Al Qaeda is not an organization that commands massive resources. It doesn’t have a big army. It doesn’t have vast reservoirs of funds that it can direct easily across the world.
Zakaria is famously a confidant of Obama’s, but there are limits to the horse manure even devoted courtiers swallow. Three years on, just one malign al-Qaeda progeny, the Islamic State of Iraq and the Levant, now commands more territory than ever – from Aleppo in western Syria to the gates of Baghdad. It has all the tanks and weaponry abandoned by the Iraqi “army” we trained. It has the cash reserves of the second largest city in Iraq, and control of the northern oil fields.
Meanwhile, the White House has apparently canceled its cable subscription and daily newspaper. On Tuesday, as half-a-million Iraqis were fleeing Mosul, Administration flacks were talking up Hillary’s Greatest Hits:
Earnest was asked by a reporter at the daily press conference to describe Clinton’s accomplishments while she was Secretary of State.
“Ending the war in Iraq and winding down in a responsible fashion the war in Afghanistan, and doing that after the success of our our efforts to dismantle and destroyed Al-Qaida core that had established a base of operations in the mountains of Afghanistan and Pakistan,” Earnest answered.

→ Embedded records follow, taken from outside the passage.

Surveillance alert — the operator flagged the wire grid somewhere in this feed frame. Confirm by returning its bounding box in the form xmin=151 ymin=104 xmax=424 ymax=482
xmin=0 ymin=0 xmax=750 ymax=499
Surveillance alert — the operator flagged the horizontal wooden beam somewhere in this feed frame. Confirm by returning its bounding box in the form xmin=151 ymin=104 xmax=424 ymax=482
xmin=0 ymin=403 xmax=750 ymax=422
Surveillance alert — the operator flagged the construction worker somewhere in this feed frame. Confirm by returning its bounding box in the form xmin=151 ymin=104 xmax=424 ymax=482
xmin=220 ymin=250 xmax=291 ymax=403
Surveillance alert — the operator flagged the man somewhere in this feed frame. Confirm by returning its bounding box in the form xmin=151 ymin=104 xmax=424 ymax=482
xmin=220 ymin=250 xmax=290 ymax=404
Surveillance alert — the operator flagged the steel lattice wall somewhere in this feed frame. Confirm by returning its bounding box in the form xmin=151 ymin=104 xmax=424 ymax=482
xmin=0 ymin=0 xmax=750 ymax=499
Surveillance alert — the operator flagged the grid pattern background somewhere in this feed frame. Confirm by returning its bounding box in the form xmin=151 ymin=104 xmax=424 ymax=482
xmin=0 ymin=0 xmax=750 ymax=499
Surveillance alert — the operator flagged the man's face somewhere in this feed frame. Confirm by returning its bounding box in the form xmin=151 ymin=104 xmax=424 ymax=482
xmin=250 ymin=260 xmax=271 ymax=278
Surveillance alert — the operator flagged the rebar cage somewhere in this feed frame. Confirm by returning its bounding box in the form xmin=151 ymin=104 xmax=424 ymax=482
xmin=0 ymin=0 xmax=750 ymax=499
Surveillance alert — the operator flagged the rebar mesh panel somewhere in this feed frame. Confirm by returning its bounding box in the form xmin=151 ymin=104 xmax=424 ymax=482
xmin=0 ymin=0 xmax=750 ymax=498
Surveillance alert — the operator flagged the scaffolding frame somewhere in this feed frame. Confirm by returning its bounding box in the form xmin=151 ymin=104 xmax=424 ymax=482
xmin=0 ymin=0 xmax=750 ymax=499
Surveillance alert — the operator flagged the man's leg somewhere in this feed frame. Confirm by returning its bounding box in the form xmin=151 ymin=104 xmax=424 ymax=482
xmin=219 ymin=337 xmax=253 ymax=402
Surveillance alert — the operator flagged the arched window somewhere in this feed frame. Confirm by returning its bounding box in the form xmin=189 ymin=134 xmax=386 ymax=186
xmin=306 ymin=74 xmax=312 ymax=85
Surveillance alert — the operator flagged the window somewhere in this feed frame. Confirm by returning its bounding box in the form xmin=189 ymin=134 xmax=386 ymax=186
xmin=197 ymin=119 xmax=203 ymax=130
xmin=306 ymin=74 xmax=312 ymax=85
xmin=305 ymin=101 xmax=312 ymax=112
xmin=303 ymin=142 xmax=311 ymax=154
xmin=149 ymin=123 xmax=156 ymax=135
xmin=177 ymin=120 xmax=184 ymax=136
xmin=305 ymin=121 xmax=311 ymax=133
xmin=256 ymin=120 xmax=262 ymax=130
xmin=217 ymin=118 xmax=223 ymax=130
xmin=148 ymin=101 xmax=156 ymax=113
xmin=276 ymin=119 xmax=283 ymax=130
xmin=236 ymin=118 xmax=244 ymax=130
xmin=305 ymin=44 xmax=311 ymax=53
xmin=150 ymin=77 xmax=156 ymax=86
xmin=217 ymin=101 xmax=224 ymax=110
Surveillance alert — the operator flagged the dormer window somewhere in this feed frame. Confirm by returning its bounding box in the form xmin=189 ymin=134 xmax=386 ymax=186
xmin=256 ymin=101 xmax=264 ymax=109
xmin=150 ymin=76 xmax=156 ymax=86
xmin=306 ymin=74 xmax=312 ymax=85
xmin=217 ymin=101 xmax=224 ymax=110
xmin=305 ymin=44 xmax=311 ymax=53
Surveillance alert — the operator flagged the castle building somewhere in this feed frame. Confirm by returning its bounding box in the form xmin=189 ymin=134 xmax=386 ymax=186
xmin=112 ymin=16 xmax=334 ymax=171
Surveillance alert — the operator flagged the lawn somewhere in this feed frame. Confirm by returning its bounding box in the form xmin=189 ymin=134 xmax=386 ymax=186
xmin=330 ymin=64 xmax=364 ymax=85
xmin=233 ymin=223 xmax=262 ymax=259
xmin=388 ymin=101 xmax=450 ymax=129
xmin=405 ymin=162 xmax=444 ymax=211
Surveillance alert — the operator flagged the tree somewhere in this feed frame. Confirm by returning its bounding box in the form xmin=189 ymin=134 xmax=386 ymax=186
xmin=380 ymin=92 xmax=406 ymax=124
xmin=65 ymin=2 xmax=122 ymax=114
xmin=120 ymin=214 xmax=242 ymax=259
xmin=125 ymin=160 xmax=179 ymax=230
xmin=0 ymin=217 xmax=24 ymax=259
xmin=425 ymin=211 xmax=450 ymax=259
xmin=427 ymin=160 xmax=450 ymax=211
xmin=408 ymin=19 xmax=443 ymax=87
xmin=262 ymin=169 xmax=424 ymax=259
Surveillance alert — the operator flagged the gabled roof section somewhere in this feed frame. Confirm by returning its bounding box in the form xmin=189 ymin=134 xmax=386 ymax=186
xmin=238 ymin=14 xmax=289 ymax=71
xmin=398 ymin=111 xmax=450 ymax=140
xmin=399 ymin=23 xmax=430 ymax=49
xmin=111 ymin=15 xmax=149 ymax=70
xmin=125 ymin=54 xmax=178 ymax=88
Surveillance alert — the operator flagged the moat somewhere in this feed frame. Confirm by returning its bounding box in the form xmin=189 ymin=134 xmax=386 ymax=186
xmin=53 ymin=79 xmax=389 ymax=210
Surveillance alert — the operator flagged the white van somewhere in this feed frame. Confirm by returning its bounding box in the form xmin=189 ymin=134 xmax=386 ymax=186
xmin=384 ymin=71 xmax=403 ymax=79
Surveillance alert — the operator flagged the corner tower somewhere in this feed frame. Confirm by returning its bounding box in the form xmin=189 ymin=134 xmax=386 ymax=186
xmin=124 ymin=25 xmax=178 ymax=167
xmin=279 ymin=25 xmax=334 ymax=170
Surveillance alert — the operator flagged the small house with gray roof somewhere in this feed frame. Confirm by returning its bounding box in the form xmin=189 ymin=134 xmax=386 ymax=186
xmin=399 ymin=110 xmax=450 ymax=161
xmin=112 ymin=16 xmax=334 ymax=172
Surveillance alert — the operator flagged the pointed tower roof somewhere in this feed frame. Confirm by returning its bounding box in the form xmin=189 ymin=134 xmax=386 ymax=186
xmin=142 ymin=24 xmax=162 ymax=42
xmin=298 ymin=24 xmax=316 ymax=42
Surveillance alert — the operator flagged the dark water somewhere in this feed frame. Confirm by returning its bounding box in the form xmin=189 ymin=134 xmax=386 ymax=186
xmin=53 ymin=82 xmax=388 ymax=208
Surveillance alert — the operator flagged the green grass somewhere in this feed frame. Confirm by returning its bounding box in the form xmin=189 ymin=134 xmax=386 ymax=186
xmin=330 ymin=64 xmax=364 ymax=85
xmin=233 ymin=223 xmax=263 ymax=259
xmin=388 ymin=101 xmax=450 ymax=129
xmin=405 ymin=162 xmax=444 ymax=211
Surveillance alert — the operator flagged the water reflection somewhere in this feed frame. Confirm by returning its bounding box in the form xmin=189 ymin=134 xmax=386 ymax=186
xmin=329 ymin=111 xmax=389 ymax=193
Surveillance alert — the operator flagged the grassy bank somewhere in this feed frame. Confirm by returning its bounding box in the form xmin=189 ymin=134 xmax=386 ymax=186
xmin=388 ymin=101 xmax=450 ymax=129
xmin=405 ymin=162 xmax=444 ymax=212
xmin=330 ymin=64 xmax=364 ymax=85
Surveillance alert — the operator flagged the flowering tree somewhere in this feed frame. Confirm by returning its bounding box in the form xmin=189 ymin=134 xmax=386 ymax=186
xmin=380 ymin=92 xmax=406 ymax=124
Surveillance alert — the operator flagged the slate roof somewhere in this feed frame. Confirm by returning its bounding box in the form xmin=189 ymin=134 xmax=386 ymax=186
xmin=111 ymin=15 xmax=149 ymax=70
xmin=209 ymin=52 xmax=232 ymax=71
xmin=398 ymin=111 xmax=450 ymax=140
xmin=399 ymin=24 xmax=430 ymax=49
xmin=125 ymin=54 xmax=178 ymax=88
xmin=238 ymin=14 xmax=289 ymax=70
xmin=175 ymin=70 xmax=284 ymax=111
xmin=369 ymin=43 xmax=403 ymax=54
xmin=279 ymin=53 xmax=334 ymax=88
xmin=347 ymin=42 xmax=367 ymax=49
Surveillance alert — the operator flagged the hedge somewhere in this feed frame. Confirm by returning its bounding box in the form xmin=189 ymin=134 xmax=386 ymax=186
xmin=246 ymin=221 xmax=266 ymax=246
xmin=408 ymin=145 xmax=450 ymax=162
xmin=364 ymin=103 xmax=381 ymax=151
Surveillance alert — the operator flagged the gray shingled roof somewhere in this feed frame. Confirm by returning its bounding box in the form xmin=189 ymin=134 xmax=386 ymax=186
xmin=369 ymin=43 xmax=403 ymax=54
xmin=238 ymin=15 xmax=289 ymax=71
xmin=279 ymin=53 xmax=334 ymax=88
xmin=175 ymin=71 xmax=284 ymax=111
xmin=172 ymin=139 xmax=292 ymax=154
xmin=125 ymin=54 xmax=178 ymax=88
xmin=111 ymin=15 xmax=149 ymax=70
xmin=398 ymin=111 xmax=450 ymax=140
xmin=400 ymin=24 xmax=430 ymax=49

Obama and Clinton ended the war in Iraq by losing it. They “pivoted” from Iraq to Afghanistan, and wound up losing both. Hillary crowed over Gaddafi’s corpse – “We came, we saw, he died” – and then sat by as her ambassador and best friend “Chris” was devoured by the mob: He died, she sat by, we’re gone. The Arab Spring that Zakaria claims “crippled” al-Qaeda delivered Egypt to the Muslim Brotherhood and a military coup, Tunisia to soft Islamists, Libya to ever harder Islamists, and much of Syria and Iraq to jihadists too hardcore for “mainstream” al-Qaeda.